Pandas use column names if do not exist-CodePudding

Is there a way, without reading the file twice, to check if a column exists otherwise use column names passed? I have files of the same structure but some do not contain a header for some reason.

Example with header:

Field1 Field2 Field3
data1  data2  data3

Example without header:

data1  data2  data3

When trying to use the example below, if the file has a header it will make it the first row instead of replacing the header.

pd.read_csv('filename.csv', names=col_names)

When trying to use the below, it will drop the first row of data of there is no header in the file.

pd.read_csv('filename.csv', header=0, names=col_names)

My current work around is to load the file, check if the columns exist or not, then if it doesn't read the file again.

df = pd.read_csv('filename.csv')
if `Field1` not in df.columns:
    del df
    df = pd.read_csv('filename.csv', names=col_names)

Is there a better way to handle this data set that doesn't involve potentially reading the file twice?

CodePudding user response：

Just modify your logic so the first time through only reads the first row:

# Load first row and setup keyword args if necessary
kw_args = {}
first = pd.read_csv('filename.csv', nrows=1)
if `Field1` not in first.columns:
    kw_args["names"] = col_names
# Load data
df = pd.read_csv('filename.csv', **kw_args)

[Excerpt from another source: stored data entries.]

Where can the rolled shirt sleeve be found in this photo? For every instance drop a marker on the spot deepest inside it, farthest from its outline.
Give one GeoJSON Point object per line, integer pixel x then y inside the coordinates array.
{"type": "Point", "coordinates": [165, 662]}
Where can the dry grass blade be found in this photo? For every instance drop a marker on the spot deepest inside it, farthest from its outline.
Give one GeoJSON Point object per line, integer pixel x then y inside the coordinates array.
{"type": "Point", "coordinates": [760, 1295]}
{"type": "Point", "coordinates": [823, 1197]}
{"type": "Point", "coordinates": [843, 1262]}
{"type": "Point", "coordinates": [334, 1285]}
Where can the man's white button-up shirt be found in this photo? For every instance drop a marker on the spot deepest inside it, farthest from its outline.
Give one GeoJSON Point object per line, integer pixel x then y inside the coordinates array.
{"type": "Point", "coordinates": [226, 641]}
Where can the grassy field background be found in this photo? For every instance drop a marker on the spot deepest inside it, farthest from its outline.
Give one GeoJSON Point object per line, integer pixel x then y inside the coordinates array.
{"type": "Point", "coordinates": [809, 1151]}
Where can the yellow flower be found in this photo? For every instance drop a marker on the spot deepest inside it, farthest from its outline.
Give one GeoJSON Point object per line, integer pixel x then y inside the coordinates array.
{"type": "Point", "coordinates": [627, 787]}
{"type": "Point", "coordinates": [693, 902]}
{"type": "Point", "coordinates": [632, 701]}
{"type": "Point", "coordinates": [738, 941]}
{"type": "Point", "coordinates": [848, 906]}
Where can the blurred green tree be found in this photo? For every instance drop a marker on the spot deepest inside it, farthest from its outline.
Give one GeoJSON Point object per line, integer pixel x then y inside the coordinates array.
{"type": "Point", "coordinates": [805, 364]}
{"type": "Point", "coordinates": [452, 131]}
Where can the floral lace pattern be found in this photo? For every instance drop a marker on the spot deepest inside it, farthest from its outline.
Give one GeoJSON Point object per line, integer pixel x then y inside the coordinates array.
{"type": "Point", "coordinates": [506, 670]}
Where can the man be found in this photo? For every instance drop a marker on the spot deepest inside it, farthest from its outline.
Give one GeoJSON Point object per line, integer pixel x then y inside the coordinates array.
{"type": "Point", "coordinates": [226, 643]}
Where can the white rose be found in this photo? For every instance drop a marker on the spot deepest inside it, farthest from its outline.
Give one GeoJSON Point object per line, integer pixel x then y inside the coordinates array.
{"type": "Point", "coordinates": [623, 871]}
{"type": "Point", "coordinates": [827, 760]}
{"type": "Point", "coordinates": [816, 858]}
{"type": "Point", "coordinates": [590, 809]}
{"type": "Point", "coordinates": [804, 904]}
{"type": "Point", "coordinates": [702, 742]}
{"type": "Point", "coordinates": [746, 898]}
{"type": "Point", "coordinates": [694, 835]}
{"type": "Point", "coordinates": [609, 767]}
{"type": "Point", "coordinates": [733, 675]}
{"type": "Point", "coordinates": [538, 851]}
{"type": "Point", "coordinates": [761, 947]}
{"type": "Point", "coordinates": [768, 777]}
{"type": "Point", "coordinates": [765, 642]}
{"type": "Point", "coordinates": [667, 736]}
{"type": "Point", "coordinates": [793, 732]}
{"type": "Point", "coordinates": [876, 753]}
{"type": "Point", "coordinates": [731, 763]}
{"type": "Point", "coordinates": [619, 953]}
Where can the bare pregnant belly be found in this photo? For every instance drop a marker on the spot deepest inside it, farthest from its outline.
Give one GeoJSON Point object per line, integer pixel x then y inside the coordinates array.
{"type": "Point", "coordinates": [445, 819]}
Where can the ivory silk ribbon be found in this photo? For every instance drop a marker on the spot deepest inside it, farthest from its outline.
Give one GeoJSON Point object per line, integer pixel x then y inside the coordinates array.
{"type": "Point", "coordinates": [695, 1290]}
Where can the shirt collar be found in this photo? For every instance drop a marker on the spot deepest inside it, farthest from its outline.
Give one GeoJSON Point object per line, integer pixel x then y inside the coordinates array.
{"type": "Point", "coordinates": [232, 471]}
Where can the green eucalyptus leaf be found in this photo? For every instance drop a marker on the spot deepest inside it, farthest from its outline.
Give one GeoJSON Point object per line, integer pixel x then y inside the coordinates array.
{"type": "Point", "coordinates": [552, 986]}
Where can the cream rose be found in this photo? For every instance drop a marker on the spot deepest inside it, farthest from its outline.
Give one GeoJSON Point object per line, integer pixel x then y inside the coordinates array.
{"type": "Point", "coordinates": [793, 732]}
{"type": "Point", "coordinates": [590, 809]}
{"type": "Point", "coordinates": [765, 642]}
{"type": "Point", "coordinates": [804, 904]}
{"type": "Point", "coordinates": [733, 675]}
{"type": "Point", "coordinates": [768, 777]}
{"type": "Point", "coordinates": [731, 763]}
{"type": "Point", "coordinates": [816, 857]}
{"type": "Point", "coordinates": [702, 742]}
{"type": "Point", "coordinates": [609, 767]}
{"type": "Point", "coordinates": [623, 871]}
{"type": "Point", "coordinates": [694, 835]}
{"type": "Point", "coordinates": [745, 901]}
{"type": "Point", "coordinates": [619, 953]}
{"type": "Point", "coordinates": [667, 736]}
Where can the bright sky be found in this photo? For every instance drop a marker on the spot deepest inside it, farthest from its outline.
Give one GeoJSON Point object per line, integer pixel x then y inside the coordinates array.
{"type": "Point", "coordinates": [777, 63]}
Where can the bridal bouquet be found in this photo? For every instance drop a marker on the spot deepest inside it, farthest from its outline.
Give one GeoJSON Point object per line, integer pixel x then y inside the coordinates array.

CodePudding user response：

You can do this with seek method of file descriptor:

with open('filename.csv') as csvfile:
    headers = pd.read_csv(csvfile, nrows=0).columns.tolist()
    csvfile.seek(0)  # return file pointer to the beginning of the file

    # do stuff here
    if 'Field1' in headers:
       ...
    else:
       ...

    df = pd.read_csv(csvfile, ...)

The file is read only once.